Expectation Conditional Maximization Algorithms for Failure count Non-homogeneous Poisson Process Software Reliability Models  
Author Vidhyashree Nagaraju

 

Co-Author(s) Anusha Krishna Murthy; Lance Fiondella; Panlop Zeephongsekul; Thierry Wandji

 

Abstract Software reliability growth models (SRGM) based on the non-homogeneous Poisson process (NHPP) are a popular approach to estimate useful metrics such as the number of faults remaining, failure rate, and reliability. However, it is often difficult to apply SRGM in practice because even relatively simple models can require numerical solution of complex systems of equations. To overcome this limitation, we propose expectation conditional maximization (ECM) algorithms for failure count NHPP SRGM. The ECM algorithm reduces the maximum likelihood estimation process to multiple simpler conditional maximization (CM)-steps. The advantage of these CM-steps is that they only need to consider one variable at a time. We illustrate the ECM algorithm by applying it to a failure count data set from the research literature.
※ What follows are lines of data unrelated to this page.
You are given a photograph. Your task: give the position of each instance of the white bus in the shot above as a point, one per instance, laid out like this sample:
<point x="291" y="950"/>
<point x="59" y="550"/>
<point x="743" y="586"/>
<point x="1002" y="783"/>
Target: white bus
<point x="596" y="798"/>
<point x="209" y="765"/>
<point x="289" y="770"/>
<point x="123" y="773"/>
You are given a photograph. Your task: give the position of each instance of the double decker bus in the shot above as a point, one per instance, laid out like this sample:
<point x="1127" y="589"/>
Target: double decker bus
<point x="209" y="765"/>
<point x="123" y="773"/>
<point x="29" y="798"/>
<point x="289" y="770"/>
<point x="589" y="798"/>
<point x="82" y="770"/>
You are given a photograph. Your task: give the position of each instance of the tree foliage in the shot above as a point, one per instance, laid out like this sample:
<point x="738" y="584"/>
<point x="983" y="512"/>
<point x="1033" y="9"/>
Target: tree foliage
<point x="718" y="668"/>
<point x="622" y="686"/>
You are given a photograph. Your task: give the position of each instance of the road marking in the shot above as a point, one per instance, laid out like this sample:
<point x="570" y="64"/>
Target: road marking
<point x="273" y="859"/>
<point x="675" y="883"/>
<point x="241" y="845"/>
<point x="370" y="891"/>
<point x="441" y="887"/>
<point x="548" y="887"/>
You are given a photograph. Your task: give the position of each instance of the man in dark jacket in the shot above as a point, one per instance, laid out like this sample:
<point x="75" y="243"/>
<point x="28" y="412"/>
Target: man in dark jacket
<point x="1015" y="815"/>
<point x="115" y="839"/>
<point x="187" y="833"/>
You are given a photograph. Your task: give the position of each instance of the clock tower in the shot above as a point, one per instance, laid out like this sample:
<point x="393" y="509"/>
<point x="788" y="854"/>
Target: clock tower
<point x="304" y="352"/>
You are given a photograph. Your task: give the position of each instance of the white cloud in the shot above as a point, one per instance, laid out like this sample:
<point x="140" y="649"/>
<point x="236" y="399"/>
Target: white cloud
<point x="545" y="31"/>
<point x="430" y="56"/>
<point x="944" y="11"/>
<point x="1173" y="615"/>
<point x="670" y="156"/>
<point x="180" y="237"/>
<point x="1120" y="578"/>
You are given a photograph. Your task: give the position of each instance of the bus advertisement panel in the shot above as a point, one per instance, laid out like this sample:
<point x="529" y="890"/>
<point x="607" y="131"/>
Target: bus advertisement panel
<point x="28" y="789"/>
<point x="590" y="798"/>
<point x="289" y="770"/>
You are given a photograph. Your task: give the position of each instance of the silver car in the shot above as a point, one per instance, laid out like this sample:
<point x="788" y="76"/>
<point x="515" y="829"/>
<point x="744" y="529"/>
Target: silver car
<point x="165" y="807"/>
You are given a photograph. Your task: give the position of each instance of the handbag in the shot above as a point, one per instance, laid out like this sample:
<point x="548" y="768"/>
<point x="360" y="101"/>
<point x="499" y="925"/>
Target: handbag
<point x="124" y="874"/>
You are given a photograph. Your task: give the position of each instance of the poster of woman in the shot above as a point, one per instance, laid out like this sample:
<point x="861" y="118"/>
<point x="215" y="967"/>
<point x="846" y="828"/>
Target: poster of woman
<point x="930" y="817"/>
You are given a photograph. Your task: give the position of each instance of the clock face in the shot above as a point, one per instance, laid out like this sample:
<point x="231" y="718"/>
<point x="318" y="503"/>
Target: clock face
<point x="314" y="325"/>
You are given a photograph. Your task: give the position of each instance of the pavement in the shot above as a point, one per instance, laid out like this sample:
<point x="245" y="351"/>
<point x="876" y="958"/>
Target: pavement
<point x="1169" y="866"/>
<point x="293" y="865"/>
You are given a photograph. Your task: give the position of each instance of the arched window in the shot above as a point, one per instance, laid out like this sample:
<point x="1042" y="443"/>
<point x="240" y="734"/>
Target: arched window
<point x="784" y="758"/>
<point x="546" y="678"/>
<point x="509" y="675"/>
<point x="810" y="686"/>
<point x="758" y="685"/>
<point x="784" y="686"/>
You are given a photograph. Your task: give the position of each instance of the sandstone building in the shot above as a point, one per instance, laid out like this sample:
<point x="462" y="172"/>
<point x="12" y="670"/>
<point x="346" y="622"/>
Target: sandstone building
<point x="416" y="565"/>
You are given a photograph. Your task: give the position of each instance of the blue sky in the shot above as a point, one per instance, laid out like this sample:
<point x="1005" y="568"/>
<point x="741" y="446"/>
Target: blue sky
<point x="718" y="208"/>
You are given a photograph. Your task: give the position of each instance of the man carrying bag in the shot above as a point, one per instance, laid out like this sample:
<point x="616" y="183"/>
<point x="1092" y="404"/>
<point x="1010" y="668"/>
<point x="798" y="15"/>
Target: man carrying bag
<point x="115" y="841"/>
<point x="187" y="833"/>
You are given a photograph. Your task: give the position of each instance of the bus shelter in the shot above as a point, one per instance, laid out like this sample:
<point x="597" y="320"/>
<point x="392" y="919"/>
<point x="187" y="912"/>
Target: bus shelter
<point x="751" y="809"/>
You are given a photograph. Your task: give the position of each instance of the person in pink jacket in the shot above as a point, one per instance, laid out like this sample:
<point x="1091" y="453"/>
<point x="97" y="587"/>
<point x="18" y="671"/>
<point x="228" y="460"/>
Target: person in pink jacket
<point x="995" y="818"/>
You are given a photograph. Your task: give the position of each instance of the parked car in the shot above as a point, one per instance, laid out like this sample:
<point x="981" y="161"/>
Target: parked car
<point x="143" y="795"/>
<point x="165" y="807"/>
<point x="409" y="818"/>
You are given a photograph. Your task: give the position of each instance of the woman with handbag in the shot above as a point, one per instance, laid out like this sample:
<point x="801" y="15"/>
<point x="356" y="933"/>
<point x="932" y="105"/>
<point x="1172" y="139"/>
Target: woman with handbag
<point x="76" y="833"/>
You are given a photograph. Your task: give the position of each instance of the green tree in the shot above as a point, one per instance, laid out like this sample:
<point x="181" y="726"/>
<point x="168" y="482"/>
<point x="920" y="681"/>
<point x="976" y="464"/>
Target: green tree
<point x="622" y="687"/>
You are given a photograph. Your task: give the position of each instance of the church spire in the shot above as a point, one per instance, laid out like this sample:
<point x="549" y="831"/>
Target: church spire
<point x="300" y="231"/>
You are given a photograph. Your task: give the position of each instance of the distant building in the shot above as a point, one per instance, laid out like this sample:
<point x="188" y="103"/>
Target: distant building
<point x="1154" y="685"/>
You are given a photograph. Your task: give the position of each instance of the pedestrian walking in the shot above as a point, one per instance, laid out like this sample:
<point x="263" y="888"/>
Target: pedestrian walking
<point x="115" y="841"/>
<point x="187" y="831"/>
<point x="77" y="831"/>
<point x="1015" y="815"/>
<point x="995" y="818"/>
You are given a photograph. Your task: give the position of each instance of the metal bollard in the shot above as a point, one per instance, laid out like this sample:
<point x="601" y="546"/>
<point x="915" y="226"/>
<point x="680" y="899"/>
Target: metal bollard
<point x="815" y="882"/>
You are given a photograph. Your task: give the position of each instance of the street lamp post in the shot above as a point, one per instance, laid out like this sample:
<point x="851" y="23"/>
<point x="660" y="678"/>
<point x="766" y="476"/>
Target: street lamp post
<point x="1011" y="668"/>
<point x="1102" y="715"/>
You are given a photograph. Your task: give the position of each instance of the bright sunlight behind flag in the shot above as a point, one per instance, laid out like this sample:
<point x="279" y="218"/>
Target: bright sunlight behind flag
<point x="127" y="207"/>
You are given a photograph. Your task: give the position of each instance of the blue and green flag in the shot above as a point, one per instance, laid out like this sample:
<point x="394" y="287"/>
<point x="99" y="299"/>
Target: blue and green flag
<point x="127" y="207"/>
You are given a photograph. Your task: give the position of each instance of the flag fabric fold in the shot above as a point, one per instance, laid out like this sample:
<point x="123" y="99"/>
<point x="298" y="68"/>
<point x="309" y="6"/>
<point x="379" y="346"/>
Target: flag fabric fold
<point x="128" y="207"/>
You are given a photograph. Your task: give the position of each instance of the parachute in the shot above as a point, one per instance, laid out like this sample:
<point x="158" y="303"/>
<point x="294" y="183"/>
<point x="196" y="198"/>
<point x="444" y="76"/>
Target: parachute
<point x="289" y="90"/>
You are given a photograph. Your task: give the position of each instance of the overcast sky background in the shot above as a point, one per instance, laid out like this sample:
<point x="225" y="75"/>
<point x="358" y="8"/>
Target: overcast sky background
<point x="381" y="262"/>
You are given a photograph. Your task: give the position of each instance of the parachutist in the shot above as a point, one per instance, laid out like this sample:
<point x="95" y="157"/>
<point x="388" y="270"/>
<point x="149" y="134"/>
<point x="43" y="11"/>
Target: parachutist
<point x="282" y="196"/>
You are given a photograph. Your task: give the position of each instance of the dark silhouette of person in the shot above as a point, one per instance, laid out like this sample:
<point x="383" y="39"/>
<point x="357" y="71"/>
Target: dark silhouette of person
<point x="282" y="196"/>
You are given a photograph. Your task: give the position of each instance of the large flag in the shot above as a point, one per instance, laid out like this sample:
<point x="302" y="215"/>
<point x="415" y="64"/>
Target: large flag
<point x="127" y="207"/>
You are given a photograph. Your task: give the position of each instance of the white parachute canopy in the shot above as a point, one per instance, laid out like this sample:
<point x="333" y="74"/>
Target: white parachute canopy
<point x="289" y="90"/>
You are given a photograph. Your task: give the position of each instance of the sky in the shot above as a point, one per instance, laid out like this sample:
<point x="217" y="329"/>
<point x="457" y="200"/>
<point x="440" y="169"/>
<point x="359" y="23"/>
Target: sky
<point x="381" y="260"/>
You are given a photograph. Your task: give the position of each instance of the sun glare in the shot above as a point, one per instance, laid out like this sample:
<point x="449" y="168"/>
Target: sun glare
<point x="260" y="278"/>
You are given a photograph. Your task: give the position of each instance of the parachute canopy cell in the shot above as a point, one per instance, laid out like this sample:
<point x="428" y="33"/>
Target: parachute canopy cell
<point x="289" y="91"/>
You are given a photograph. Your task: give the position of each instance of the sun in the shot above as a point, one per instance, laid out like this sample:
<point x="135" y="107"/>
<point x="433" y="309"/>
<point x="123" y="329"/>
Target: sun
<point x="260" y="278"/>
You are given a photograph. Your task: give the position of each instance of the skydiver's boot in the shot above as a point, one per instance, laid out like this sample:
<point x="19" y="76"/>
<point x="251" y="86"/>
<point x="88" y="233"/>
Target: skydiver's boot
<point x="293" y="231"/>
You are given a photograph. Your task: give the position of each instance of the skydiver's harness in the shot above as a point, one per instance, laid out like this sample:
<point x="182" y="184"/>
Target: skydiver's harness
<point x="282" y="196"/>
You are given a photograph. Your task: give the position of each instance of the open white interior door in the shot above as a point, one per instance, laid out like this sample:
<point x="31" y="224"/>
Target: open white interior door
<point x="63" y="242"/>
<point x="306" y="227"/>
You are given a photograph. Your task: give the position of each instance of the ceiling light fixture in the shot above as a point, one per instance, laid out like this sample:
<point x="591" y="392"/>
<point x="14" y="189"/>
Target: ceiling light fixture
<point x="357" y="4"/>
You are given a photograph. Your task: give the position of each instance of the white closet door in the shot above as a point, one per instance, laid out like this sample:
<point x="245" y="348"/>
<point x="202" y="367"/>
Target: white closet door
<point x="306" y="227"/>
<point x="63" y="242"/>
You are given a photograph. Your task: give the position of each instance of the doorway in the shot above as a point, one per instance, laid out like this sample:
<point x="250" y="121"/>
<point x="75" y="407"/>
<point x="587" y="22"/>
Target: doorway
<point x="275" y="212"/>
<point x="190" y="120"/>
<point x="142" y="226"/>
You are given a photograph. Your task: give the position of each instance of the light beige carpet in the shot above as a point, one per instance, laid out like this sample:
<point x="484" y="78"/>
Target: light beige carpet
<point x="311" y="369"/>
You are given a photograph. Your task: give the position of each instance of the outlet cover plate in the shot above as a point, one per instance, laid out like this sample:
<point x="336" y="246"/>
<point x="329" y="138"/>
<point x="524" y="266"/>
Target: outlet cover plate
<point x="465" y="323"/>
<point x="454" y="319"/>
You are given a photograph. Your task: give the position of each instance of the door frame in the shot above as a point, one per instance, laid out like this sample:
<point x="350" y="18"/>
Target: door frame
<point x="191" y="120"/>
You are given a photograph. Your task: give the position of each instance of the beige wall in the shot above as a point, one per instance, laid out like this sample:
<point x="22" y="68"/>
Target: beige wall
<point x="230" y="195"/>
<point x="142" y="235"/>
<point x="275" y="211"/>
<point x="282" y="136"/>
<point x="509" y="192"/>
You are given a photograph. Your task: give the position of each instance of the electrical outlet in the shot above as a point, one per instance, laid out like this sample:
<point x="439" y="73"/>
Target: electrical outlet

Our results demonstrate that the algorithm identifies the MLEs, monotonically improving the log-likelihood function in each iteration.

 

Keywords Software reliability, expectation conditional maximization algorithm, failure count data
   
    Article #:  22372
 
Proceedings of the 22nd ISSAT International Conference on Reliability and Quality in Design
August 4-6, 2016 - Los Angeles, California, U.S.A.